Uno de los estrenos que nos ha llegado sorpresivamente este verano ha sido la propuesta de Starz Outlander. Como habrán adivinado, se desarrolla en los campos de Escocia en un tiempo remoto. Bueno, en dos.
O, si me apuran, incluso en tres, ya que Outlander también narra en flashback algún episodio de la infancia de la primera actriz, Claire Randall. Recién terminada la II Guerra Mundial la protagonista, que ha participado del conflicto como enfermera —más que enfermera, casi como doctora de guerra—, viaja con su marido a las Tierras Altas de Escocia como segunda luna de miel. La pareja está tratando de «reencontrarse» después de pasar separados los cinco años de la guerra. No obstante, algo extraño sucede: mientras visita unas ruinas megalíticas, de pronto, se ve transportada al pasado. Concretamente a 1743.
La progresión dramática del primer episodio de Outlander se organiza de tal modo que se minimice todo lo posible el impacto que sería de esperar en una persona que de sopetón se despierta un día en medio de un campo en pleno siglo XVIII, aunque confía mucho en que el espectador ponga también de su parte. Por eso siembran todo lo que pueden en el primer acto. Claire comienza su andadura en la guerra, mostrando su pericia médica en el campo de batalla, luego viaja a Escocia con su marido, a la sazón profesor, que deja caer varios datos históricos y efemérides sobre el lugar. Después de un encuentro misterioso y de ser testigos de un ritual pagano, la protagonista se lanza a la aventura en el pasado, donde es rápidamente rescatada por un grupo de highlanders. De inmediato muestra sus conocimientos médicos para arreglarle un hombro dislocado al más guapo del grupo —sembrando así un vínculo emocional y ganándose el respeto de la pandilla—; muestra sus conocimientos sobre la historia local salvando al equipo de una emboscada, y denota su capacidad de liderazgo al convertirse, en el lapso de una jornada, no ya en una camarada más sino en un ente de autoridad al dirigir las operaciones para curar al guapo de una herida de bala. Ya saben, todo lógico después de lo que nos habían enseñado al principio.
Estamos ante una adaptación de las novelas de Diana Gabaldon, una saga llamada Forastera que ha venido millones y millones de copias; ha dado de sí para ocho novelas, seis recopilaciones de relatos cortos, un spin off de nueve títulos y otras piezas como novelas gráficas. Antes de conocer siquiera sus datos de audiencia, la cadena ya ha renovado para una segunda temporada sólo a partir de la acogida que ha tenido la serie entre los fans de la saga literaria, que son muchos, así que no estaríamos desacertados si concluyéramos que vamos a tener Outlander para rato.
Aunque pudiera parecer que la cuestión guerrera y las luchas territoriales y de poder son el eje de la propuesta, la premisa de la serie, sin embargo, es la romántica. El cartel es bastante explícito en ese sentido, no estamos ante un Juego de Tronos.
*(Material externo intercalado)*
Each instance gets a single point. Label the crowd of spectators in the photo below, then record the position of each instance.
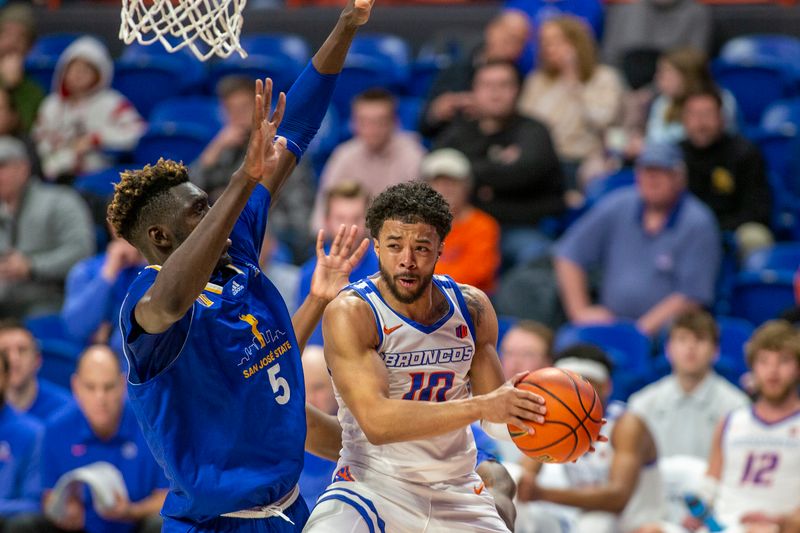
(515, 133)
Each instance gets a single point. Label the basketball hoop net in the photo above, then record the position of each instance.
(207, 27)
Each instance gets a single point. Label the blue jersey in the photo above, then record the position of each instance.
(220, 394)
(20, 451)
(70, 443)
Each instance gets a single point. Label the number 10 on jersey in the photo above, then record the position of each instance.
(438, 383)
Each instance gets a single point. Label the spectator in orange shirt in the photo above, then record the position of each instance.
(472, 251)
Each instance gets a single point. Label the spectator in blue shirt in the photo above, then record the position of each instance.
(95, 289)
(20, 441)
(658, 248)
(102, 427)
(26, 393)
(346, 203)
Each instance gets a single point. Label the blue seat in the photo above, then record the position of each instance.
(761, 296)
(99, 183)
(283, 70)
(628, 349)
(204, 111)
(46, 327)
(149, 80)
(408, 111)
(179, 142)
(40, 63)
(753, 48)
(781, 256)
(757, 85)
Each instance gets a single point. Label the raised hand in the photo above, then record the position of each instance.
(333, 270)
(262, 152)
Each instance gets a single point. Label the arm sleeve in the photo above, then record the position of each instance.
(248, 233)
(72, 224)
(86, 301)
(147, 354)
(699, 261)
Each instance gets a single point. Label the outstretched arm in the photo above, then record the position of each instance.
(186, 272)
(362, 379)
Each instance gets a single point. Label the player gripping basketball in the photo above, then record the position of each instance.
(215, 376)
(413, 361)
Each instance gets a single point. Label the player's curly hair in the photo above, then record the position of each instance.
(410, 202)
(139, 195)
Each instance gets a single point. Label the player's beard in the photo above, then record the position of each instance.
(409, 297)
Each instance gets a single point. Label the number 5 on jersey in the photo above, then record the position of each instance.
(279, 385)
(438, 383)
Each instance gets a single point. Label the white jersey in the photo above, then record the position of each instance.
(424, 363)
(760, 466)
(648, 501)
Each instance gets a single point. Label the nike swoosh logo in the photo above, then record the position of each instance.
(388, 331)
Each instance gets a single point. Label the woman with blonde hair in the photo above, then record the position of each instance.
(572, 93)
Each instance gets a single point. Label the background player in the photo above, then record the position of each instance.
(755, 456)
(619, 488)
(215, 374)
(402, 335)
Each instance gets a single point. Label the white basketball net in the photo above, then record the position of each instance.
(207, 27)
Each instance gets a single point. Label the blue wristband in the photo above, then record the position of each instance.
(306, 105)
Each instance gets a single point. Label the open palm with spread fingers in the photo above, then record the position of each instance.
(333, 270)
(263, 151)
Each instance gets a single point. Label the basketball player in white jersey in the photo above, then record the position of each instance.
(413, 361)
(616, 489)
(755, 456)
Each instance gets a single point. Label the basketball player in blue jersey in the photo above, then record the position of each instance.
(413, 361)
(215, 376)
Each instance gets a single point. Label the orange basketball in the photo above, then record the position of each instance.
(573, 419)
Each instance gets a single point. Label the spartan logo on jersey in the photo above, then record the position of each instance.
(260, 339)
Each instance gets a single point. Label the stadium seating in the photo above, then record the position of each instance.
(761, 296)
(179, 142)
(43, 56)
(628, 349)
(781, 256)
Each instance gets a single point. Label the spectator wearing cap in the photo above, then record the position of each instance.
(683, 408)
(43, 232)
(657, 246)
(471, 253)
Claire, que ama a su esposo del futuro, de pronto se enamorará de su esposo del pasado, valga la paradoja. ¿Será así en todo su recorrido a lo largo de Outlander? Pero no se dejen engañar por el tono de melodrama: estamos ante una propuesta que presenta a una protagonista femenina fuerte, formada y dueña de sus actos —tiene iniciativa sexual, conduce su propio coche…—, aunque el rigor histórico la ubique en tiempos y sociedades que no le permitan mayores libertades. Sí, como en Doctora Quinn.
La producción es muy respetable: abundancia de exteriores, buena fotografía, ambientación cuidada y efectos digitales medidos —tengan en cuenta que tienen que «reconstruir» algunos castillos—. Lo único negativo de Outlander, además de la parsimoniosa presentación de los credenciales de la protagonista, es la agobiante e insulsa voz en off que narra literal y literariamente todo el primer episodio. Todo. Todo el tiempo. No soy un detractor acérrimo de las voces en off, pero creo que normalmente, salvo cuando están de acotación inicial para datos de contexto histórico, sobran, o deberían sobrar. Si la narración audiovisual precisa de una voz en off que explique al espectador lo que está sucediendo es que no se está manejando correctamente el lenguaje del cine. Eso, o que se considera al espectador directamente estúpido. Y no sé qué es peor.